The Seventh Circuit distinguished the Hobby Lobby decision from the Notre Dame case on the fact that in Hobby Lobby, the complaining organizations requested the right to fill out the form for religious accommodation, whereas, Notre Dame’s principal objection was to filling out the form at all. Although the Seventh Circuit acknowledged that the Hobby Lobby Court left open the possibility that the accommodation could substantially burden the free exercise of religion for some organizations in some cases, the Seventh Circuit found no meaningful explanation in the record of feasible alternatives to the status quo accommodation.
Additionally, the Seventh Circuit pointed to the accommodation struck in Wheaton College where the Supreme Court held that an objecting organization could evade the ESBA Form 700 and directly inform HHS of its objection as an alternative. The court held that accommodation “implies a balance of competing interests.” Accordingly, the court balanced the burden on Notre Dame of “simply notifying the government that the ball is now in the government’s court” with the potential burden of devising an “entirely new method of providing contraceptive coverage.” The court held that the balance did not favor an injunction for the university.

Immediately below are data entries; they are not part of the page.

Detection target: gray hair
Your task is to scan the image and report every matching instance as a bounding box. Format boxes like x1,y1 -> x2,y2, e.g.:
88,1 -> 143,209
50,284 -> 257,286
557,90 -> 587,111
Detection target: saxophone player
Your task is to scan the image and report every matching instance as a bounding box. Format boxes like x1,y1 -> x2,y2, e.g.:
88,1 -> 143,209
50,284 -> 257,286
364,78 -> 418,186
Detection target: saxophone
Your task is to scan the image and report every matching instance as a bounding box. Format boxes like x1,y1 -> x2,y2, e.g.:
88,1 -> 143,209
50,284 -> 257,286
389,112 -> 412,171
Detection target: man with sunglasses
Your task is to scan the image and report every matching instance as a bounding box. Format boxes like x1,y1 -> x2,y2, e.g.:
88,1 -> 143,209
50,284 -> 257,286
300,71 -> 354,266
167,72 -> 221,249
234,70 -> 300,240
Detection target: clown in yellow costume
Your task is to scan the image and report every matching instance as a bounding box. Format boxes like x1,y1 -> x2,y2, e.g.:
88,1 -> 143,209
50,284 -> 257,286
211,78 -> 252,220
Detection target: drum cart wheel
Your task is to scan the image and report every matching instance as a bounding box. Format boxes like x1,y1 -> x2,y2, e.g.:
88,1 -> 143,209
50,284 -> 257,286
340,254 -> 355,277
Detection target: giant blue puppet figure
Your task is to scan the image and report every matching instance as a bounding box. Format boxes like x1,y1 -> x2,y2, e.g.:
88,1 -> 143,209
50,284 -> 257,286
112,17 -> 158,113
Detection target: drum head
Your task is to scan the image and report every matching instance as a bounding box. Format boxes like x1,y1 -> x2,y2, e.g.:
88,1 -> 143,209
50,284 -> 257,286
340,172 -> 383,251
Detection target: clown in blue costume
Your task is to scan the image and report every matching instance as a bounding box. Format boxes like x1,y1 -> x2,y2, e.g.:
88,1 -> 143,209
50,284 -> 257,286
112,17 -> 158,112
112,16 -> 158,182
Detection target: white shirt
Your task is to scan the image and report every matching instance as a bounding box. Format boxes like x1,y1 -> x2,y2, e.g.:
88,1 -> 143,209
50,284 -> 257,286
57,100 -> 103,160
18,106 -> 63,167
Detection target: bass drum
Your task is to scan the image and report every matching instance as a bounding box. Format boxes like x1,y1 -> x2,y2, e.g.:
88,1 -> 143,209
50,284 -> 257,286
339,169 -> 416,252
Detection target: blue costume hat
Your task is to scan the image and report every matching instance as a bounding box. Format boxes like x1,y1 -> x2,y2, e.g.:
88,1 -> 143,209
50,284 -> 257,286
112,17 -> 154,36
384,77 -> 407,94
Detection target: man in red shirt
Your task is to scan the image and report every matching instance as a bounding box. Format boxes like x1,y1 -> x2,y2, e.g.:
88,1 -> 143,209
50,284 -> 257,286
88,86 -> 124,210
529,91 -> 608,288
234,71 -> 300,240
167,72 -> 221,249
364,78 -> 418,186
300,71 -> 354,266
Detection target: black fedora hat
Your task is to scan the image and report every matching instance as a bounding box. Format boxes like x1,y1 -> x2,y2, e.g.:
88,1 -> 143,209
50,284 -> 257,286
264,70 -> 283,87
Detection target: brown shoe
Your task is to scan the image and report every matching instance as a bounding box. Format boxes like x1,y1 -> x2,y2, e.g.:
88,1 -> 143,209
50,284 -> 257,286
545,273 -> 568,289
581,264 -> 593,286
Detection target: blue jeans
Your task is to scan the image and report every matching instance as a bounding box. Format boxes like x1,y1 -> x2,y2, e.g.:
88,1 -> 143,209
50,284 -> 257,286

Judge Hamilton concurred with the opinion on the grounds that, based upon the current state of the record, Notre Dame was not entitled to preliminary injunctive relief. The concurrence reasoned that “an injunction would disrupt the status quo and temporarily cut off contraceptive coverage for hundreds or thousands of women.” According to the concurrence, the merits of the case required further exploration at a trial. The concurrence articulated important differences between Hobby Lobby and the Notre Dame case and reasoned that those distinctions rendered the Hobby Lobby case less than instructive on the breadth of religious freedom for an institution like Notre Dame.
Notably, the concurrence pointed out distinction arising from the “extraordinary feature” of the lawsuit—Notre Dame’s claim that the process of requesting the accommodation itself was a substantial burden on its exercise of religion. Like Judge Posner, Hamilton concluded that the triggering or casual arguments raised by Notre Dame were unpersuasive because the contraceptive coverage provided to students and staff members of Notre Dame were “caused” by federal law and not by any action of the university. The concurrence articulated Notre Dame’s objection not as an objection to the accommodation itself but to the fact that its exemption was coupled with a substitute—specifically, that someone else would provide the coverage. Accordingly, the concurrence reasoned that Notre Dame’s request reached beyond the protections afforded to it by the RFRA.
Judge Flaum dissented on the grounds that the contraceptive mandate forced Notre Dame to act as a conduit for the provision of cost-free contraception, which made Notre Dame complicit in something that the university saw as a violation of its religious beliefs. The dissent reasoned that Notre Dame articulated a substantial burden for purposes of the RFRA because of its position as a self-insurer (through its contract with Meritain) and as an insurance broker (through its contract with Aetna). Although the accommodation removed the university’s obligation to pay for contraceptives, the dissent concluded that the ACA nevertheless obligated Notre Dame to occupy a “facilitator’s role” regarding the provision of contraception. Judge Flaum held that the Hobby Lobby decision required a different burden than the one applied by the court. The dissent reasoned that the RFRA analysis should have asked “whether the means by which the government is attempting to advance its compelling interest is the least burdensome on Notre Dame’s religious beliefs.”